Dopo giorni di indiscrezioni, è arrivata la conferma da parte della FIFA. Il presidente Gianni Infantino ha presentato la nuova formula del Mondiale per club che si giocherà in Cina.
Il Mondiale per club, competizione annuale in cui si sfidano solo le vincenti delle varie coppe continentali, manterrà la struttura attuale fino al 2020.
Dal 2021 si trasformerà in una vera e propria Coppa del Mondo che si giocherà ogni quattro anni. Si sfideranno 24 squadre, tra i principali club del mondo. I criteri per la selezione delle squadre non sono ancora noti.
Ha lasciato un po’ più di perplessità la scelta del paese ospitante: la Cina. Le partite della competizione si terranno in maniera itinerante in otto città diverse, scelte tra Shangai e altre dieci.
La polemica sulle violazioni dei diritti umani in Cina
Non si erano ancora spente le polemiche tra il governo di Pechino e la NBA ed ecco l’arrivo di questa assegnazione.
Il proprietario degli Houston Rockets si era infatti espresso a sostegno delle proteste che si sono tenute ad Honk Hong.
Amnesty International ha sollevato il dubbio che si stia offendo una vetrina che permetta alla Cina di ripulire la propria immagine agli occhi del mondo, offrendo una finta immagine di apertura e tolleranza, nascondendo però gli abusi e la repressione di ogni forma di dissenso politico e religioso.
Dopo i passati eventi in Paesi dove spesso si violano i diritti civili e umani, la FIFA aveva promesso di assegnare l’organizzazione di eventi sportivi solo a Paesi rispettosi delle libertà civili.
Di fronte alle perplessità sollevata dalla stampa, il presidente Gianni Infantino ha risposto che “non spetta alla FIFA risolvere i problemi del mondo”.
“Ci sono problemi in questo mondo, dovunque, sono tempi difficili”, continua il presidente della FIFA.
Alla fine Infantino ammette: “Spero che la Cina aiuterà la Fifa dal punto di visto finanziario, il campionato produrrà incassi altissimi”. In sintesi: di fronte al dio denaro chiudiamo occhi, bocca e orecchie.

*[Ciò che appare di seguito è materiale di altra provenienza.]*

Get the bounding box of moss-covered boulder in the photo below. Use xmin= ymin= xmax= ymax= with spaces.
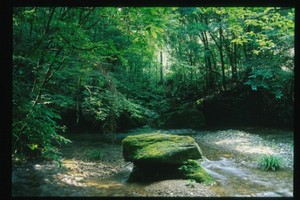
xmin=122 ymin=133 xmax=202 ymax=165
xmin=122 ymin=133 xmax=212 ymax=183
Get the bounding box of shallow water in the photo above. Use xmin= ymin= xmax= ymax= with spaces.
xmin=13 ymin=129 xmax=293 ymax=197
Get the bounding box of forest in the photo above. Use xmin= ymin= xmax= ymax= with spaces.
xmin=11 ymin=7 xmax=295 ymax=198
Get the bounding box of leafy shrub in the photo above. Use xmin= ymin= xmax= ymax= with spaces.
xmin=258 ymin=155 xmax=283 ymax=171
xmin=12 ymin=104 xmax=71 ymax=161
xmin=84 ymin=149 xmax=103 ymax=160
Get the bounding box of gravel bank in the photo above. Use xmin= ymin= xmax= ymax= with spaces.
xmin=12 ymin=129 xmax=294 ymax=197
xmin=145 ymin=180 xmax=217 ymax=197
xmin=194 ymin=129 xmax=294 ymax=169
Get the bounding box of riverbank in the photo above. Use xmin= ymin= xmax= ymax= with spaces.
xmin=12 ymin=130 xmax=293 ymax=197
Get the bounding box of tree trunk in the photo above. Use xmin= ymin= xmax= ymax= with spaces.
xmin=219 ymin=27 xmax=227 ymax=90
xmin=159 ymin=51 xmax=164 ymax=84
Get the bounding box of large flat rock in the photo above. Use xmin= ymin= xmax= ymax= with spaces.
xmin=122 ymin=133 xmax=202 ymax=165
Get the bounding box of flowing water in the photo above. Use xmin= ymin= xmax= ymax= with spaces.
xmin=12 ymin=130 xmax=293 ymax=197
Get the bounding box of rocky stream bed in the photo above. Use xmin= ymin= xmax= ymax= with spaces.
xmin=12 ymin=129 xmax=294 ymax=197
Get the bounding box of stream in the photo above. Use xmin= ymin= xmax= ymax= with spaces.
xmin=12 ymin=128 xmax=293 ymax=197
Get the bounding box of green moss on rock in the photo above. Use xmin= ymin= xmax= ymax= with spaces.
xmin=179 ymin=160 xmax=213 ymax=184
xmin=122 ymin=133 xmax=202 ymax=164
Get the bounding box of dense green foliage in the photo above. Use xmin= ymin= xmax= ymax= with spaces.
xmin=12 ymin=7 xmax=295 ymax=159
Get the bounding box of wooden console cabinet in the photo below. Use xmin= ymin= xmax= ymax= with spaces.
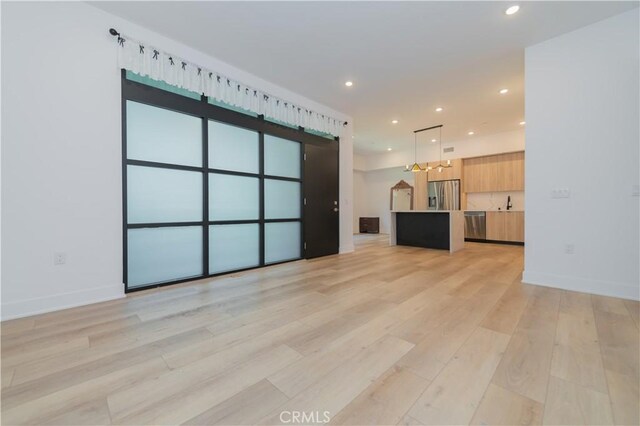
xmin=360 ymin=217 xmax=380 ymax=234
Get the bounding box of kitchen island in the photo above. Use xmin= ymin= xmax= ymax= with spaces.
xmin=389 ymin=210 xmax=464 ymax=253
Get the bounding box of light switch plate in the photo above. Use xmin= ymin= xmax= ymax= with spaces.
xmin=551 ymin=188 xmax=571 ymax=198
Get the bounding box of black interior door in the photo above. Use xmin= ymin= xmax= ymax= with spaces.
xmin=304 ymin=141 xmax=340 ymax=259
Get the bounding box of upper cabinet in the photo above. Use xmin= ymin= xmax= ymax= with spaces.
xmin=427 ymin=158 xmax=462 ymax=182
xmin=464 ymin=151 xmax=524 ymax=192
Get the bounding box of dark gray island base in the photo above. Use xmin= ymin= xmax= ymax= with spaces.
xmin=389 ymin=210 xmax=464 ymax=252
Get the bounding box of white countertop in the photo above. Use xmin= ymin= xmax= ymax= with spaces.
xmin=391 ymin=210 xmax=462 ymax=213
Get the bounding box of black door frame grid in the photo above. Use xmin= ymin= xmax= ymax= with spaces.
xmin=121 ymin=69 xmax=339 ymax=293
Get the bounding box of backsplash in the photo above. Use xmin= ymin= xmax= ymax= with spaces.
xmin=466 ymin=191 xmax=524 ymax=211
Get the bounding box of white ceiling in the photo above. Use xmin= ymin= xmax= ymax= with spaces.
xmin=91 ymin=1 xmax=638 ymax=154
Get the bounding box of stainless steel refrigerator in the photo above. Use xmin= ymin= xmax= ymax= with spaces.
xmin=427 ymin=179 xmax=460 ymax=210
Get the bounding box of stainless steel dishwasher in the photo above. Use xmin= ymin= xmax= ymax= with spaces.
xmin=464 ymin=211 xmax=487 ymax=240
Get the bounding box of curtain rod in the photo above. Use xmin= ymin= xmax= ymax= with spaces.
xmin=413 ymin=124 xmax=444 ymax=133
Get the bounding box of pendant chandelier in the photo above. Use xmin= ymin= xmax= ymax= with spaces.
xmin=404 ymin=124 xmax=451 ymax=173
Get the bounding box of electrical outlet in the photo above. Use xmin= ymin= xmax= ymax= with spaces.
xmin=53 ymin=252 xmax=67 ymax=265
xmin=551 ymin=188 xmax=571 ymax=198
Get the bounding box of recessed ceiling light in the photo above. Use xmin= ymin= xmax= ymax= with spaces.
xmin=504 ymin=5 xmax=520 ymax=15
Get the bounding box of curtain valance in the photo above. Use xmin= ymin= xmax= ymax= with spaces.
xmin=117 ymin=35 xmax=347 ymax=136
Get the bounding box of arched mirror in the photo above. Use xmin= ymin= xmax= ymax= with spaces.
xmin=389 ymin=180 xmax=413 ymax=211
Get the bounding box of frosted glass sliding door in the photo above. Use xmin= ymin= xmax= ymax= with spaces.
xmin=122 ymin=74 xmax=310 ymax=291
xmin=127 ymin=166 xmax=202 ymax=223
xmin=264 ymin=179 xmax=301 ymax=219
xmin=264 ymin=135 xmax=302 ymax=179
xmin=127 ymin=101 xmax=202 ymax=166
xmin=264 ymin=135 xmax=302 ymax=264
xmin=264 ymin=222 xmax=302 ymax=263
xmin=127 ymin=226 xmax=202 ymax=287
xmin=209 ymin=173 xmax=260 ymax=221
xmin=209 ymin=223 xmax=260 ymax=274
xmin=209 ymin=121 xmax=260 ymax=173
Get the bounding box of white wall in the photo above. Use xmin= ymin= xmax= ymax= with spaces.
xmin=353 ymin=130 xmax=524 ymax=233
xmin=353 ymin=167 xmax=408 ymax=234
xmin=524 ymin=9 xmax=640 ymax=299
xmin=353 ymin=170 xmax=368 ymax=234
xmin=1 ymin=2 xmax=353 ymax=319
xmin=358 ymin=129 xmax=524 ymax=170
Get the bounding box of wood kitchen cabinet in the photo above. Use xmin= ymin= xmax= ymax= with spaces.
xmin=359 ymin=217 xmax=380 ymax=234
xmin=427 ymin=158 xmax=462 ymax=182
xmin=462 ymin=151 xmax=524 ymax=192
xmin=486 ymin=211 xmax=524 ymax=243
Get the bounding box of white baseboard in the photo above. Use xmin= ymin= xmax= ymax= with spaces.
xmin=522 ymin=271 xmax=640 ymax=300
xmin=2 ymin=284 xmax=124 ymax=321
xmin=339 ymin=243 xmax=355 ymax=254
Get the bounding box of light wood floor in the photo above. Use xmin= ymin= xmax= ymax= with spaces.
xmin=2 ymin=236 xmax=639 ymax=425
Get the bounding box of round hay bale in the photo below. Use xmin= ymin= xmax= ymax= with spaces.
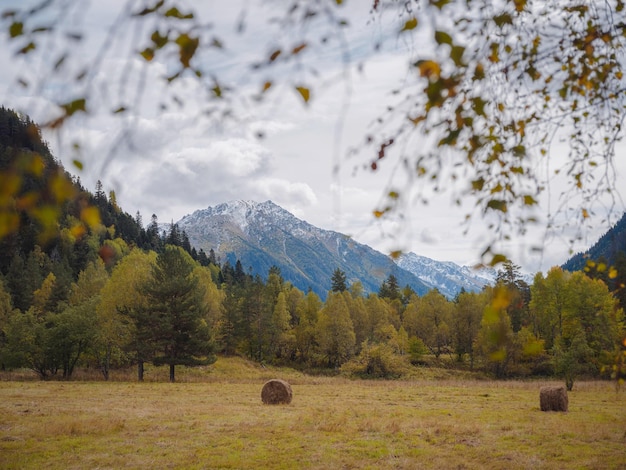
xmin=539 ymin=386 xmax=568 ymax=411
xmin=261 ymin=379 xmax=293 ymax=405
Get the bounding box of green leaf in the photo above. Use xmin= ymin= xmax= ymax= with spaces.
xmin=472 ymin=178 xmax=485 ymax=191
xmin=472 ymin=96 xmax=487 ymax=116
xmin=9 ymin=21 xmax=24 ymax=38
xmin=487 ymin=199 xmax=507 ymax=212
xmin=296 ymin=86 xmax=311 ymax=103
xmin=61 ymin=98 xmax=87 ymax=116
xmin=270 ymin=49 xmax=282 ymax=62
xmin=524 ymin=194 xmax=537 ymax=206
xmin=140 ymin=47 xmax=154 ymax=62
xmin=512 ymin=144 xmax=526 ymax=157
xmin=450 ymin=46 xmax=465 ymax=67
xmin=435 ymin=31 xmax=452 ymax=45
xmin=400 ymin=17 xmax=417 ymax=32
xmin=438 ymin=129 xmax=461 ymax=147
xmin=493 ymin=13 xmax=513 ymax=28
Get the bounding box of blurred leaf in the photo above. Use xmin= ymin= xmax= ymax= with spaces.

Il caso Italia e l’Arabia Saudita
Caso analogo lo abbiamo vissuto in Italia: la Supercoppa Italiana si è giocata l’anno scorso e si rigiocherà anche quest’anno in Arabia Saudita.
L’anno scorso era scoppiata la polemica per la presenza allo stadio di settori interdetti alle donne. Ma ciò non ha impedito di rinnovare il contratto di partnership anche quest’anno.
L’Arabia Saudita è partner commerciale dell’Italia, ma è un paese in cui notoriamente le libertà civili individuali sono negate, in cui vige la sharia e in cui le donne sono trattate alla stregua di soprammobili.
Allo stesso modo dovremmo chiederci se sia il caso di far disputare la prossima finale di Champions League a Istanbul dopo gli ultimi avvenimenti, ma sopratutto visto che quello di Erdogan è un regime illiberale in piena regola.
Ma si sa che di fronte a qualche milione di euro ci si può dimenticare di tutto. Sicuramente però esistono modi più virtuosi per sviluppare il business.
È chiaro che il discorso sia molto più complesso: esistono rapporti politici e commerciali con questi paesi che vanno ben oltre qualche partita di calcio ogni 4 anni.
Ma forse è arrivato il momento di cominciare a chiedersi se vale la pena rinunciare ai diritti umani per accedere ai mercati commerciali.